[clue] seeking advice cleaning up root

Matt Dew marcoz at osource.org
Mon Mar 21 11:28:38 MDT 2011


On 03/20/2011 01:44 PM, Raymond DeRoo wrote:
> Chris--
>
>> I'm curious who has "strongly discouraged" using symbolic links in
>> this way?  I know that sysadmins each have habits and tastes of choice
>> but I can think of no performance or maintenance reason why use of
>> symbolic links in this way should cause a problem.
>
> Who, would be the authors of the original program. The people who, in theory, know how it operates best. When program make changes to the data directory they expect there to be an actual directory and not a symlink. Having a symlink as the data directory caused some real issue in MySQL 3.23.40-.48 because the server was making permission modifications, which didn't work. So, as a former MySQL trainer and support engineer, I can tell you it is *STRONGLY* discouraged.

I was out at a job site and the clients were having space problems. 
They were told specifically _by_ MySQL folks to use symlinks for their 
Innodb dirs.

So while some MySQL support folks may discourage the use of symlinks, 
others say it's just fine.  Like everything in life it seems, there is 
no 'one way' of doing something.


>
>> Personally I prefer using links in this way and letting the
>> application config remain default.
>
> ... I would never agree with such a statement.

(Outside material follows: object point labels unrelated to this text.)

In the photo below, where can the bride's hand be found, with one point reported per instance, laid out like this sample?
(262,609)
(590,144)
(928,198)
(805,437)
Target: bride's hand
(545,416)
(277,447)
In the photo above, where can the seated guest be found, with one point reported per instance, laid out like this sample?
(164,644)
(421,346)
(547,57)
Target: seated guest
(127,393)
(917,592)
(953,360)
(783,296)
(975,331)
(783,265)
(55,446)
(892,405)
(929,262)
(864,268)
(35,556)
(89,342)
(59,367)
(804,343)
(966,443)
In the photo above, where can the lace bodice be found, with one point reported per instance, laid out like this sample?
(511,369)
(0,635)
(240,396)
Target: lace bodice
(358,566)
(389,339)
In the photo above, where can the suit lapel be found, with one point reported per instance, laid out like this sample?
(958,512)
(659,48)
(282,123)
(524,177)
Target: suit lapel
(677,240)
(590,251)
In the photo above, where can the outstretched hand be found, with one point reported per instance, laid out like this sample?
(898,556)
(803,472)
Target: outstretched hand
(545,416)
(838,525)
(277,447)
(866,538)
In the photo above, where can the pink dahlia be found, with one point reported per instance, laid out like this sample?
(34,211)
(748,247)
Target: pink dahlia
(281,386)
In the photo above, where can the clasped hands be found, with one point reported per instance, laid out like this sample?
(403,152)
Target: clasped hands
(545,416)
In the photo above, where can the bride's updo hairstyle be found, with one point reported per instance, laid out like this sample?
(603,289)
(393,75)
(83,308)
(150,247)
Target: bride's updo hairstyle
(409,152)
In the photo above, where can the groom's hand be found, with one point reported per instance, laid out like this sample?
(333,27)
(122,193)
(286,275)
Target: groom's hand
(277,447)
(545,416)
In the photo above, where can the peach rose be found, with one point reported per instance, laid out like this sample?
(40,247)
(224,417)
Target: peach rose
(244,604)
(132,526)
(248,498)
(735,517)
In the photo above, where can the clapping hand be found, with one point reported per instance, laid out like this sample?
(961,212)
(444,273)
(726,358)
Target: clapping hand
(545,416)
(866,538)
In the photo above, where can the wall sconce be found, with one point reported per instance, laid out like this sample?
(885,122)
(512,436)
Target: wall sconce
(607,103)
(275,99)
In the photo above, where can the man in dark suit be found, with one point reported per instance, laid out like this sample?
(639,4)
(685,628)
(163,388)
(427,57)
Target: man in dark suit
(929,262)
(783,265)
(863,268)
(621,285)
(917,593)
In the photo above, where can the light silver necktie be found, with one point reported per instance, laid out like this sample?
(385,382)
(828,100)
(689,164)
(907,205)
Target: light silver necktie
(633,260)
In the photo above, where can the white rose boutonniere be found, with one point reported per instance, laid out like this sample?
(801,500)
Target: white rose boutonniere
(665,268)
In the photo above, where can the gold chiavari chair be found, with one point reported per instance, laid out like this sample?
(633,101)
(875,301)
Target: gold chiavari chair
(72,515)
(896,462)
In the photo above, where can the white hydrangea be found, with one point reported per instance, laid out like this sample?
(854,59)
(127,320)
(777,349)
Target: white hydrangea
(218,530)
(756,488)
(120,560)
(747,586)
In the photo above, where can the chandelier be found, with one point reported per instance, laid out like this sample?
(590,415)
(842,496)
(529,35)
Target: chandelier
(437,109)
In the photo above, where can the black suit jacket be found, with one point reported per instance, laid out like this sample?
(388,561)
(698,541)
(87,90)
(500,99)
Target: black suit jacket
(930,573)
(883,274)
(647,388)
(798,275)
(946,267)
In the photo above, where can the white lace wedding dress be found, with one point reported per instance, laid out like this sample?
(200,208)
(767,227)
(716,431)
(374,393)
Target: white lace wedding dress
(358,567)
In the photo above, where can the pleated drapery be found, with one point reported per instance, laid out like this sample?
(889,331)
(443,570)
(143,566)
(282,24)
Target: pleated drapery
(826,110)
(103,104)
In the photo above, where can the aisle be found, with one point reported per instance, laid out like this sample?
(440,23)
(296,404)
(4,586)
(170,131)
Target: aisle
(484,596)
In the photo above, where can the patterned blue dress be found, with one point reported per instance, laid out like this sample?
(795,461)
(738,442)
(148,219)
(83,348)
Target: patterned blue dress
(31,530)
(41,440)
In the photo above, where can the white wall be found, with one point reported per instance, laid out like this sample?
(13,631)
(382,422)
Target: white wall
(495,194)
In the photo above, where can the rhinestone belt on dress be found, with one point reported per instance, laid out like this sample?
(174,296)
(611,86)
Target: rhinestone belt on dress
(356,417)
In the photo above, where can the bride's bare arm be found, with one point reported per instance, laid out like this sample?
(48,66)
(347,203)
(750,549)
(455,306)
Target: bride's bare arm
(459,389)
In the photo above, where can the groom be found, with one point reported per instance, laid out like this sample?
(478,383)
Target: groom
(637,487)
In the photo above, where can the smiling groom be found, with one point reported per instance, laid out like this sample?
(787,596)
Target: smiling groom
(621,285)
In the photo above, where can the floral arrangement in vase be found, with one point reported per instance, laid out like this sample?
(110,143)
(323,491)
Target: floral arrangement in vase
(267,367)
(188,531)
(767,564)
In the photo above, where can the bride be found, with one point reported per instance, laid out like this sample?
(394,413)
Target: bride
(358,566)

Nor would anyone I know who does high performance computing. Typically I start by throwing out the config that comes with most software is it is woefully inadequate to do the needed job.
>
>> Using symbolic links has the advantage of minimizing change tracking
>> required at upgrade time.  Symbolic links are a stable feature of the
>> OS and can be safely used to isolate applications and users from
>> complexities of the deployment history.
>
> "stable feature"? They have different behaviors than actual files and directories ( yes, which is also file... ). When a program asks for the permissions of a given path ( directory ) and it resolves to a symlink, what permissions are returned? ;) Other examples also exist ( such as performance ), but the simple point is they have *different*, and at times unexpected, behaviors.
>
> They can make *some* things easier, but in typically they are sort cuts used as a bypass for doing the job correctly. When I rollout a deploy it's typically to about 800 hosts, sometimes as many as 10.000. The deploy software understands how the various configuration files work and what is expected in them. Though I have not touched each and every one of the machines, I can assure you none of them use symlinks to relocation core component directories.
>
>> As always: programmers solve complexity by adding layers of indirection.
>
> Good programmers do not. They take the time to learn enough about the OS to write the most optimal code available. ( For the record: Most of us who write in bash, perl, php, python, ruby etc are *scripters* and not programmers. )
>
> .r ( and let the flames being! )
>

Is this the beginnings of a new religious war?    vi vs emacs,  linxu vs 
bsd, gzip vs bzip2, now symlink vs not?